Mais taguer, c’est mal, c’est interdit et puni par la loi. Atteinte à la propriété, atteinte à l’ordre. Alors qu-est-ce qui pousse de jeunes gens, gentil par ailleurs, à aller gribouiller partout une vague signature sur la propriété sacrée d’autrui. Là, je cale, je n’en sais rien. Je dirais que c’est une sorte d’appel irrépressible, remontant aux origines de l’humanité, souvent stimulé par la fascination exercée par les réalisations urbaines de certains aînés. Mais pourquoi ces élus de Dieu (moi) sont-ils fascinés par les graffs, alors que la plupart des jeunes ne les voient même pas ?

Moi Dieu, j’ai sans m’en rendre compte désigné quelques humains qui sont prêts à risquer, au mieux une engueulade des parents, mais plus grave, des gardes à vue, des amandes, des procès, des TIG (travaux d’intérêt général) et toutes sortes d’autres désagréments. Et oui il y a une catégorie de personnes qui sont prêtes a transgresser la loi, ni pour voler, ni pour escroquer, ni pour tuer, mais pour dessiner. Ce n’est pas une garde à vue qui va les dissuader, quand ils sont pris par la fièvre du graffiti, c’est pour la vie.

J’avance dans la méditation. Mon/ma jeune tagueur (se), rencontre des jeunes comme lui, des aînés plus expérimentés qui vont l’inspirer le motiver. Il ne pense qu’à ça, il remplit des cahiers de lettrages.
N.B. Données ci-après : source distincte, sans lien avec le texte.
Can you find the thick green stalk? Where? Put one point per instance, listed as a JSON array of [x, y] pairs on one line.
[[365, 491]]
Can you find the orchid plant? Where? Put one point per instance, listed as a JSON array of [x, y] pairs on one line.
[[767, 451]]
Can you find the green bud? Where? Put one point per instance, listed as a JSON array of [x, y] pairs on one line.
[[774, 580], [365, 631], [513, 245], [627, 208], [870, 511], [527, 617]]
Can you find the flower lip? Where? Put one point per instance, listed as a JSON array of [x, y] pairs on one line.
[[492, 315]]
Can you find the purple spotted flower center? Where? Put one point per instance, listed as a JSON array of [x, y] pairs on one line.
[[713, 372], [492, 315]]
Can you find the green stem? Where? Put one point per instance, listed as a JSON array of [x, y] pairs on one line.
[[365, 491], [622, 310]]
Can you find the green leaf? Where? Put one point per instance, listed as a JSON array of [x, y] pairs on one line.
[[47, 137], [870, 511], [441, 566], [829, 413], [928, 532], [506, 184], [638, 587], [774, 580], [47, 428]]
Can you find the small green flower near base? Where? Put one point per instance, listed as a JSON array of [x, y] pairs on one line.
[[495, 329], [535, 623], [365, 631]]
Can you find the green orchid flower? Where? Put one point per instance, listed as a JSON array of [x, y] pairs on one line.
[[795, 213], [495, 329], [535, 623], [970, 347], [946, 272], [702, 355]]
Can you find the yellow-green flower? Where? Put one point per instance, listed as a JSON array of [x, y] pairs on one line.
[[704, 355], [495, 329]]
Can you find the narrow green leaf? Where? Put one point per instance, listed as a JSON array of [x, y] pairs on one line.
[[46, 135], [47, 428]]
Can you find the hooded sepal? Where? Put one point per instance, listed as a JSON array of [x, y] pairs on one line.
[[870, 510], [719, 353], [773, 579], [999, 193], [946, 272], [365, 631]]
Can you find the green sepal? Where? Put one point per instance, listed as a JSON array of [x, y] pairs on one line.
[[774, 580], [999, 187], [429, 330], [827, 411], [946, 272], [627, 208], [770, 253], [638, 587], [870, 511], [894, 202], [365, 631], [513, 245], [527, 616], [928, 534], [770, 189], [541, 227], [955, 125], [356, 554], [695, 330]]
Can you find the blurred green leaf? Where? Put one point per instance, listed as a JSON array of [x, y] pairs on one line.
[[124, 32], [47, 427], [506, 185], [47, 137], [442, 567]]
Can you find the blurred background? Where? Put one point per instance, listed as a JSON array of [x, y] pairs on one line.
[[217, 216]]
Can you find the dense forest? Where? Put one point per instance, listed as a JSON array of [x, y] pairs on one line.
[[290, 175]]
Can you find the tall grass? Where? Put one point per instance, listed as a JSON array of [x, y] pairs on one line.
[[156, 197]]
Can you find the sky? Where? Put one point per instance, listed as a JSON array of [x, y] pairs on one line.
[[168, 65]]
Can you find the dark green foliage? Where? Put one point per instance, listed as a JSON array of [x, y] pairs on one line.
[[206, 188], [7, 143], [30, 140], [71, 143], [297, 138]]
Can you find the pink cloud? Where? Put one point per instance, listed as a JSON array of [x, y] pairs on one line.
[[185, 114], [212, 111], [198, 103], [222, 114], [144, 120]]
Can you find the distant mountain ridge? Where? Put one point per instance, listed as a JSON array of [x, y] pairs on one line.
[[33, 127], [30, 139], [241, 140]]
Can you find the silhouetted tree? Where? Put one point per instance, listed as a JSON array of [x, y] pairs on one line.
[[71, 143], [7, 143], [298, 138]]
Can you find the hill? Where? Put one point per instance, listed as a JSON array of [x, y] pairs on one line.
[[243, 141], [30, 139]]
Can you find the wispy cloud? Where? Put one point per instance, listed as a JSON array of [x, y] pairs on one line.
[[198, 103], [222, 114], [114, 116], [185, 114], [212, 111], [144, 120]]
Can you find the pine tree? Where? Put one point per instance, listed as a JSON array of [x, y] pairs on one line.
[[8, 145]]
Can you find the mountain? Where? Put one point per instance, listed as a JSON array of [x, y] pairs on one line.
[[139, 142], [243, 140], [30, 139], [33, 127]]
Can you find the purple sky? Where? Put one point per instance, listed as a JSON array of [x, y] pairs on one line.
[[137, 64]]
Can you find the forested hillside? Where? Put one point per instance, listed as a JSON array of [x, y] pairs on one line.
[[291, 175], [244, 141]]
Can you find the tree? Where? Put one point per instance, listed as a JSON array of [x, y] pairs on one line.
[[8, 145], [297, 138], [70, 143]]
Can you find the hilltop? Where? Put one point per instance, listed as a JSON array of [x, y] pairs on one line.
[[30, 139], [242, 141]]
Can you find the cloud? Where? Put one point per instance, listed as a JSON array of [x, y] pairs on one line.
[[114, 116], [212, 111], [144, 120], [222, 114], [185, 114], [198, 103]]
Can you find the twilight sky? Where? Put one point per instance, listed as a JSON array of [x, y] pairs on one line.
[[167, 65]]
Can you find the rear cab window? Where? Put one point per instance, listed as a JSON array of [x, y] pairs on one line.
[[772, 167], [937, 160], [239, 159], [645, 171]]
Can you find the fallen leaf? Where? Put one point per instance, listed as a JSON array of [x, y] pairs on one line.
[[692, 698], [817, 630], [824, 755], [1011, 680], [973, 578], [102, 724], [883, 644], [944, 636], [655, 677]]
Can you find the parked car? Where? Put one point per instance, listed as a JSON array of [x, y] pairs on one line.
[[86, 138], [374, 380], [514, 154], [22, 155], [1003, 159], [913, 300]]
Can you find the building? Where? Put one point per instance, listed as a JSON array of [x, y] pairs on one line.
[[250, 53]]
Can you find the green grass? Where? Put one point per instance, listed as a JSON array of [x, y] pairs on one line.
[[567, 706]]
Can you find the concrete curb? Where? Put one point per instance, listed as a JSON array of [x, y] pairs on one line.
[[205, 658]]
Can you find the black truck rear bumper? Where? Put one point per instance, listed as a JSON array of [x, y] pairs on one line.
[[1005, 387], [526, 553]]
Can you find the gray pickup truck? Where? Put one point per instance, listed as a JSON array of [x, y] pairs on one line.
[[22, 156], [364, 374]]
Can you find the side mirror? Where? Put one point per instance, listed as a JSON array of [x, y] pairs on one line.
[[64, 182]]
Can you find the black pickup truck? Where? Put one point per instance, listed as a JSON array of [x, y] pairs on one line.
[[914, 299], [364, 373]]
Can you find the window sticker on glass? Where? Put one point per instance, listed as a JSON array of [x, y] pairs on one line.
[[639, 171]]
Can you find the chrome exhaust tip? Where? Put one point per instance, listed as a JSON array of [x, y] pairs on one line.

Parce que ce qu’il veut c’est avoir plus de sprays (bombes de peinture), un mur à lui, un moment tranquille pour réaliser un beau graffiti ou un beau lettrage.

Soly 2, Montpellier

Mist, quartier Rondelet Montpellier


Les plus motivés intègrent un crew, une bande de graffeurs, solidaires entre eux, qui se stimulent artistiquement, trouvent des spots, des lieux à peindre, plus ou moins tolérés, friches urbaines, bords de voies ferrées, ponts ferroviaires ou d’autoroutes et ils organisent des sessions graffitis la nuit ou les week end.

Certains crew se spécialisent. Les purs vandales continuent à graffer et à taguer uniquement en zone interdite, certains, au risque de leur vie vont taguer ou graffer les toits. Regardez le haut des immeubles de votre ville. D’autres préfèrent les trains ou les métros qu’ils vont graffer la nuit en prenant le risque de se faire prendre et celui d’un accident. Il s’en produit quelque fois.

D’autres préfèrent graffer, tranquillement sur des lieux tolérés ou la police ne viendra pas les harceler. Je peux vous assurer cependant qu’aucun ne devient à cent pour cent un mouton. Tous, même ceux qui ont acquis une véritable notoriété artistique et construit une gentille vie de famille, répondent à un moment ou à un autre à l’appel primitif du vandale qui sommeille en eux.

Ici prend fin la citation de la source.